KBXX
- Houston, Texas; United States;
- Broadcast area: Greater Houston
- Frequency: 97.9 MHz (HD Radio)
- Branding: 97.9 The Box

Programming
- Format: Rhythmic contemporary
- Subchannels: HD2: KFNC simulcast

Ownership
- Owner: Urban One; (Radio One Licenses, LLC);
- Sister stations: KMJQ, KKBQ, KHPT, KGLK

History
- First air date: February 2, 1958
- Former call signs: KFMK (1958–1991)
- Call sign meaning: "The Box" (station branding)

Technical information
- Facility ID: 11969
- Class: C
- ERP: 100,000 watts
- HAAT: 585 meters (1,919 ft)
- Transmitter coordinates: 29°34′34″N 95°30′36″W﻿ / ﻿29.57611°N 95.51000°W

Links
- Webcast: Listen live; Listen live (via Audacy); Listen live (via iHeartRadio);
- Website: theboxhouston.com

= KBXX =

Rhythmic contemporary hit radio station in Houston

KBXX (97.9 FM) is a commercial radio station in Houston, Texas.
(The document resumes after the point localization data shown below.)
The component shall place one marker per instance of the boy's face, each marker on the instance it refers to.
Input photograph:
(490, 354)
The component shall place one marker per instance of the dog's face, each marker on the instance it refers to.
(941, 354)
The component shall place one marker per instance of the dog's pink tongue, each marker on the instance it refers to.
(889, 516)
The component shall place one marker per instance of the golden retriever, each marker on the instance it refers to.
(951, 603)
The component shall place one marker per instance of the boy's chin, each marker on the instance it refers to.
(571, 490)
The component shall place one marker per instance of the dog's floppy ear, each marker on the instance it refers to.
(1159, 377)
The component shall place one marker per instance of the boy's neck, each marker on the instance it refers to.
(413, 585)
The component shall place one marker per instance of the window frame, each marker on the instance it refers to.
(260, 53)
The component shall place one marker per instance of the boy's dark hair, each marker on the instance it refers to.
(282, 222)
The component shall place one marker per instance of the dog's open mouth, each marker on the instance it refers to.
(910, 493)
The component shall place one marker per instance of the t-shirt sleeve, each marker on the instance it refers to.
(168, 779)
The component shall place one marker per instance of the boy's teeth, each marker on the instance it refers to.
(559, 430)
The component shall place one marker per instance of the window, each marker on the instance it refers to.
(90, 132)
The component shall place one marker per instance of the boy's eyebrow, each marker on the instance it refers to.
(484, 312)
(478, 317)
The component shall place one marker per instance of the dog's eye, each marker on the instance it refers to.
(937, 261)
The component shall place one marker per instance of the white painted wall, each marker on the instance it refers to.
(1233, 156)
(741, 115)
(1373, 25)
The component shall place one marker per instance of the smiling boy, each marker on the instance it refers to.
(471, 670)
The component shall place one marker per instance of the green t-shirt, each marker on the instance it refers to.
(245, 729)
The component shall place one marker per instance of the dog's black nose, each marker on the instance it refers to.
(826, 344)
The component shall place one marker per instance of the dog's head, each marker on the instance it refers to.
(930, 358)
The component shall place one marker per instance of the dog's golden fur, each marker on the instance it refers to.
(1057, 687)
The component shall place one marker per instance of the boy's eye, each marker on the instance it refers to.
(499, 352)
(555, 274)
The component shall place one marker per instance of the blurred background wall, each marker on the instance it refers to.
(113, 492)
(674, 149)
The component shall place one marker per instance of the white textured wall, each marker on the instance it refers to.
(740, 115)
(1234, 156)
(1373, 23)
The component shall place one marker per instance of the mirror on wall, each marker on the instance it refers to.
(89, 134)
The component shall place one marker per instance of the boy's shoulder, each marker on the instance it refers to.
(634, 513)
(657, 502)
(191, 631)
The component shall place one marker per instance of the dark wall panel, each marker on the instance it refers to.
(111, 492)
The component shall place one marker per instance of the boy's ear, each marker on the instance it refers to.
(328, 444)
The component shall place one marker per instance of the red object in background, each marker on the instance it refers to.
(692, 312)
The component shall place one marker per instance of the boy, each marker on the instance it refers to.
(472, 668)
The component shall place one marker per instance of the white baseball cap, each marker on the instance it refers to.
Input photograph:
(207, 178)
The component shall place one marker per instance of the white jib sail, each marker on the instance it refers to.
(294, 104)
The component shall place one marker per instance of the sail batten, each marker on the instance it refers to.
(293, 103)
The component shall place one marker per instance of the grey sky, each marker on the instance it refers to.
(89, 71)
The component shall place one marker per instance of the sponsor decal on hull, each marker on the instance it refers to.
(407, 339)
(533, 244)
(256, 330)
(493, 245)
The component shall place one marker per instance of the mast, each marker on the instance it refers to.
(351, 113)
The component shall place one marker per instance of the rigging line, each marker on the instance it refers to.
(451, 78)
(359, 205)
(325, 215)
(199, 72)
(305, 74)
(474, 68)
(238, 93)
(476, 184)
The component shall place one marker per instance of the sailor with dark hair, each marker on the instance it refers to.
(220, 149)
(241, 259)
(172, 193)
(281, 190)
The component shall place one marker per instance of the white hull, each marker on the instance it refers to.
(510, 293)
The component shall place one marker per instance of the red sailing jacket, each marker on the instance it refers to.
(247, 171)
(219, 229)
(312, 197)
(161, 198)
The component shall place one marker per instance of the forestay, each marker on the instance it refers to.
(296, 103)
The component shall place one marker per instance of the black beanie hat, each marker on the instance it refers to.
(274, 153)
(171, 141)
It airs an urban-leaning rhythmic contemporary radio format, mostly made up of hip-hop music and R&B. It is owned by Urban One as part of a five station cluster with KMJQ, KKBQ, KHPT, and KGLK. The studios and offices are located in the Greenway Plaza district.

KBXX has an effective radiated power (ERP) of 100,000 watts. The transmitter is on Farm to Market Road 2234, near Fort Bend Parkway in Southwest Houston. It broadcasts in the HD Radio hybrid format.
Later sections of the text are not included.